1999-2000 sezonunda kadrosuna, Juventus’ta Bergkamp’ın Inter günlerinin kopyasını yaşamış olan Thierry Henry’i katar Arsenal ve İngiliz futbol tarihinin en güzel ortaklıklarından biri de başlamış olur. Fakat bu ortaklığın başladığı sezon hiç de istenildiği gibi gitmez, takım ligi Manchester United’ın 18 puan arkasında bitirirken, UEFA Kupası finalinde de Galatasaray’a penaltılarla mağlup olur. Topçular ve Bergkamp için kupasız geçen bir sene daha eklenmiştir istatistik kağıtlarına.

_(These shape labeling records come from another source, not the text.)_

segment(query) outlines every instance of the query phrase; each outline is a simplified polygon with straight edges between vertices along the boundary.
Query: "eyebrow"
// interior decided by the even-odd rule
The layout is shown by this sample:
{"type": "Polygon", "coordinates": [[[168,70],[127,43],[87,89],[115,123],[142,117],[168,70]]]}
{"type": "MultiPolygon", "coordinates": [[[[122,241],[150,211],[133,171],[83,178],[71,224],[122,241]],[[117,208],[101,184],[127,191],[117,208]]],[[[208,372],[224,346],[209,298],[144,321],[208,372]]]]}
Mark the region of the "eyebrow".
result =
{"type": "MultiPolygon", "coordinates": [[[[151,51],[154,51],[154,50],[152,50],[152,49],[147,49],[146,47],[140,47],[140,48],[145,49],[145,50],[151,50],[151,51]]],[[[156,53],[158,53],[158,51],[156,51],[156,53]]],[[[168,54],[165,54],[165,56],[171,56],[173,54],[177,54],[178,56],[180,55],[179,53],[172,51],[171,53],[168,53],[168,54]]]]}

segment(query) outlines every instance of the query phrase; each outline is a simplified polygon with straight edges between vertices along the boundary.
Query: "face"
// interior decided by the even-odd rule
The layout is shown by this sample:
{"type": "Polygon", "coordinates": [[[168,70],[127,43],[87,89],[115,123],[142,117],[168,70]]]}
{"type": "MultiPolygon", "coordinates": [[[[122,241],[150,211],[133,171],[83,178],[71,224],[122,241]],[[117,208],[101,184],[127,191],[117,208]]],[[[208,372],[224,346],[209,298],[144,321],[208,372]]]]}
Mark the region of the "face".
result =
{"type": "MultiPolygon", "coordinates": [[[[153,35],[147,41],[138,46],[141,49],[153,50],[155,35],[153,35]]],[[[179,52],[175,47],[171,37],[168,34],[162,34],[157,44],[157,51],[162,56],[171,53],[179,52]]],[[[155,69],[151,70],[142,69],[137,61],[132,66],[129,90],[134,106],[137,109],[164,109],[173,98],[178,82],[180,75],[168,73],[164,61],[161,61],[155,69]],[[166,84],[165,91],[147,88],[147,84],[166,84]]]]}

2000-2001 sezonu da bir önceki sezonun kopyası gibi kupasız geçerken, Bergkamp artık yaşının da etkisiyle eskisine oranla biraz daha az süre alır olmuş, yerini Bordeaux’dan gelen Wiltord’a bırakmıştı. 2001-2002 sezonunda ise Bergkamp ve Wenger kupasız geçen üç sezonun acısını yine duble yaparak çıkarmıştı. Bergkamp’ın 15 gol attığı sezonda Arsenal şampiyonluğu, önceki üç sezonda ligi kendilerinin önünde tamamlayan Manchester United’ı Old Trafford’da yenerek kazanmış, bir nevi önceki sezonların intikamını da almıştı. Bu mükemmel sezonda Bergkamp yine gözlerimizin paslarını silmişti; Şampiyonlar Ligi’ndeki Juventus maçında Ljunberg’e yaptığı bu asist ve tabi ki yıllardır hafızalarımızda yer edinen Newcastle’a attığı bu muazzam gol ile.

begkamp arsenal son maç

Bergkamp’ın jübilesinden.

2002-2003 sezonu yine kupasız geçerken Bergkamp ve Arsenal için, takip eden sezon yine Arsenal ve Bergkamp için unutulmaz bir şampiyonluğun kazanıldığı, harika bir sezon olmuştu. 38 maçta 26 galibiyet ve 12 beraberlik alan Arsenal, 1889’da Preston North End’den sonra İngilitere’nin en üst ligini namağlup bitiren ilk takım oluyordu. Sezon sonunda kontratını son kez uzatan Bergkamp artık yerini yavaş yavaş yeni transfer Robin van Persie’ye bırakıyor ve yıllar sonra nasıl ihanet edeceğini bilmeden, kendi yerine onu hazırlıyordu. Takip eden 2004-2005 sezonunda Arsenal’in kazandığı son kupada da (Federasyon Kupası) kadroda yer alan Bergkamp, takımın Highbury’e veda edeceği 2005-2006 sezonunun sonunda ise kendisinin de Arsenal’e veda edeceğini söyleyerek, emekli olacağını açıklamıştı. Arsenal efsanesini unutmuyordu, yeni stadyumun açılış maçı Bergkamp’ın jübilesi için yapılacaktı. Stadyumun tam kapasite dolduğu ilk maçta 22 Temmuz 2006 günü Arsenal ve Ajax karşılaştı. Arsenal’in 2-1 kazandığı maçta Bergkamp son kez iki takımın da formasını giyerek futbola veda etmiş oldu.

Birkaç yıl önce şöyle bir cümle okumuştum bir yerlerde; “Zidane, futbolun Bolşoy Balesi’ne cevabıdır”. Sanırım sadece Zidane değil, Bergkamp da bu cevabın içinde.